Tuesday, 16 February 2021

UK Border Strategy: moving goods and people

 

The Government’s 2025 UK Border Strategy sets out how it plans to improve the way people and goods can move across international borders given Brexit and the longer structural changes in world trade.

As a welcome foretaste of what one hopes will continue, this is a pan-department strategy involving the Home Office, DEFRA and the Treasury/HMRC.

The strategy sets out the type of border which they would wish to create, the operating model for that border, the approach to working with the border industry and users to design and deliver this and the changes that will need to be made in government and industry to implement it.

It is a big ask and set out under six “transformations”:

  1. Develop a co-ordinated user-centric government approach to border design and delivery which works in partnership with industry and enables border innovation
  2. Bring together government’s collection, assurance and use of border data to provide a comprehensive and holistic view of data at the border
  3. Establish resilient ‘ports of the future’ at border crossing points to make the experience smoother and more secure for passengers and traders, while better protecting the public and environment
  4. Use upstream compliance to move processes away from the actual frontier where appropriate, both for passengers and traders
  5. Build the capability of staff and the border industry responsible for delivering border processes, particularly in an environment of greater automation; and simplify communications with border users to improve their experience
  6. Shape the future development of borders worldwide, to promote the UK’s interests and facilitate end-to-end trade and travel.

Written broadly like that, much seems just aspirational or even obvious “apple pie” but the strategy goes into further detail (otherwise it would be a boring 84 pages) and initial work on understanding what needs to be done is already under way.

It is not a small ask: 21 million people travelled through our ports and 255 million through our airports in 2019.  383 million tonnes of international freight were handled at ports with a smaller, but not insignificant, amount at airports and via the Channel Tunnel.

Reductions in red-tape can’t be done one sided: every export from the UK is an import somewhere else and vice versa.  But systems can be made easier and much of the strategy relies on better IT.  Key is simplifying systems where they can be simplified, ensuring that information does not need to be entered multiple times, better use of technology to track goods with information flow-through, “upstreaming” of information so that it doesn’t need to be entered at the ports and better guidance to the end-users.  None of this is impossible, much of the technology already exists and other countries such as Singapore and New Zealand are already leaders in this field.

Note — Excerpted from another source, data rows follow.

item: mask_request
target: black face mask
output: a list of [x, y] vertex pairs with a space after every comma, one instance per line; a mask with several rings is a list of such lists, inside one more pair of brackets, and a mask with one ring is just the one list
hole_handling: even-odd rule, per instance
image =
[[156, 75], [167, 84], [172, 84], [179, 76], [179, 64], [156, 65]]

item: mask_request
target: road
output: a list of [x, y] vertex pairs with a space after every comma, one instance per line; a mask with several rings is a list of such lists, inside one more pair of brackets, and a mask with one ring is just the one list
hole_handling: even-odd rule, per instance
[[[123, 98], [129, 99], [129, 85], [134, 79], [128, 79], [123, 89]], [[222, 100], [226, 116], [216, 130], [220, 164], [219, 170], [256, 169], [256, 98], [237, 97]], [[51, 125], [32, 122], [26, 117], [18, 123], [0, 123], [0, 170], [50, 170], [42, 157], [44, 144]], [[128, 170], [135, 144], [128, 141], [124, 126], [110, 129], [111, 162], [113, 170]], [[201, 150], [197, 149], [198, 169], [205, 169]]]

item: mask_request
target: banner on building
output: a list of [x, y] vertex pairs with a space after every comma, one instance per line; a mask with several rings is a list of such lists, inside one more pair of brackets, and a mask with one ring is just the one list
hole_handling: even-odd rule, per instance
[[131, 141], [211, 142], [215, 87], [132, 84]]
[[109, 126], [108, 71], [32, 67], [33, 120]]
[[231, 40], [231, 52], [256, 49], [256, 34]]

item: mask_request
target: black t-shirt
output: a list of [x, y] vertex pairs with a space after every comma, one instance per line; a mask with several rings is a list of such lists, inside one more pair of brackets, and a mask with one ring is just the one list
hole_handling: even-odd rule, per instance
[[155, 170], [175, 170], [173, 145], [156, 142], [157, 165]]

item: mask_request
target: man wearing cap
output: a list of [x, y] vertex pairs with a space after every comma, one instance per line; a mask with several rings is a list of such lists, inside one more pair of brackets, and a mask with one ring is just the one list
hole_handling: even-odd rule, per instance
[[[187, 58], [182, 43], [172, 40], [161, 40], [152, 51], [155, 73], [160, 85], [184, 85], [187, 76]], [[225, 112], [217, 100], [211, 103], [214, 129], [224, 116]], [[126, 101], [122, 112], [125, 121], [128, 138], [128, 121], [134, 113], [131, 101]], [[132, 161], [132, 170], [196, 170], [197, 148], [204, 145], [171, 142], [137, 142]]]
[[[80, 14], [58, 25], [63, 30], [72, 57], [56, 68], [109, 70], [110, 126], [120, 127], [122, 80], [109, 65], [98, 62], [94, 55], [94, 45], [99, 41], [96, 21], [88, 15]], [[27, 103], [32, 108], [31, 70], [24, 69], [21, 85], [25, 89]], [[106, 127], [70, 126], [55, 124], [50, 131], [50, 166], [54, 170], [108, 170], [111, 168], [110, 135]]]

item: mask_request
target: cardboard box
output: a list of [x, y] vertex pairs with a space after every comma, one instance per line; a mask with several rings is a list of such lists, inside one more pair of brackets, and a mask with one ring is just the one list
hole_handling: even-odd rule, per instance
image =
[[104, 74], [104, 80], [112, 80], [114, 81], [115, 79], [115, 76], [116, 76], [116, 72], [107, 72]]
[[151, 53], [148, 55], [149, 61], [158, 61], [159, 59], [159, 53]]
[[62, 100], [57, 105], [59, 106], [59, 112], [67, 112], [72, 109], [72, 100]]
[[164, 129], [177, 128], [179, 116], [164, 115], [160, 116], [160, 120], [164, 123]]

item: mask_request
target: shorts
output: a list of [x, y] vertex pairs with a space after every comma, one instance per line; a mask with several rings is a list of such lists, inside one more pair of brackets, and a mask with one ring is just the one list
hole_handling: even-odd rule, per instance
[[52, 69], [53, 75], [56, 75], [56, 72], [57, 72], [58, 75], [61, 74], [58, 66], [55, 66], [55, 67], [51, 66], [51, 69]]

From a business view point it all looks good in theory although whether it can made simple enough to attract more SMEs into international trade remains to be seen.  Simplification helps but simplification comes with a trade in choices that can be made by business.  “One-size-fits-all” is simple but hurts those where the size doesn’t fit, whereas a range of tailored solutions fits more, but at the expense of complexity.  This is a challenge which the process designers will need to face head on and it is welcome, therefore, that there is an undertaking to work with users (read: passengers and businesses) in realising the strategy.

One potential stumbling block will be the extent to systems can be integrated with other countries’ ports.   There is little in the strategy about this.  New systems will be most attractive if they not only ensure a freer-flow of goods at the UK end but also at the originating or destination ports at the other.  However, any such agreements between countries are slow in realisation and it may be that the only approach here is incremental. 

There is mention too of the Government’s commitment to ten new freeports.  Freeports haven’t really been that successful in the recent past.  The commitment was however made before the Brexit withdrawal negotiations were complete and I wonder is there is a bonded-warehouse type-solution possible here to the “Percy Pig” type issues.  After all, that debacle must strike everybody (apart from those collecting the tariffs) as ludicrous.

I can’t lose sight however of the fact that the strategy also covers passengers as well as goods.  I would be the first to admit that the systems here need to be improved: airports, in particular, are an experience which few people love.  It is quite possible to spend three times as
long in the airport as one does on the actual flight.  Watching old films, I am always amazed how passengers handed over their luggage at the Victoria Air Terminal, boarded their coach, had the passports checked on the coach whilst on the way to Heathrow, and the coach drove right up to the steps of the plane. It’s the sort of seamless journey one can only dream about now.

However, although I am quite in favour of the goods I am exporting being tracked by technology from cradle to grave, I have considerable worries over more technology (e-passports) being rolled out to track people.  This is, I appreciate, a particularly British concern and maybe a generational one.  But any strategy is going to have to cope with the in-built suspicions of the UK to the surveillance society.

The consultation on the strategy is closed, but there is a lot of input that the Government is going to need if the strategy is going to work.  The Government has said this is to a team-exercise:  it is up to you and me, as business and individuals, to frame it in way which suits us.


(Malcolm Bacchus is an independent member of HMRC’s Administrative Burdens Advisory Board.  The views here are his own and do not seek to represent any official views.)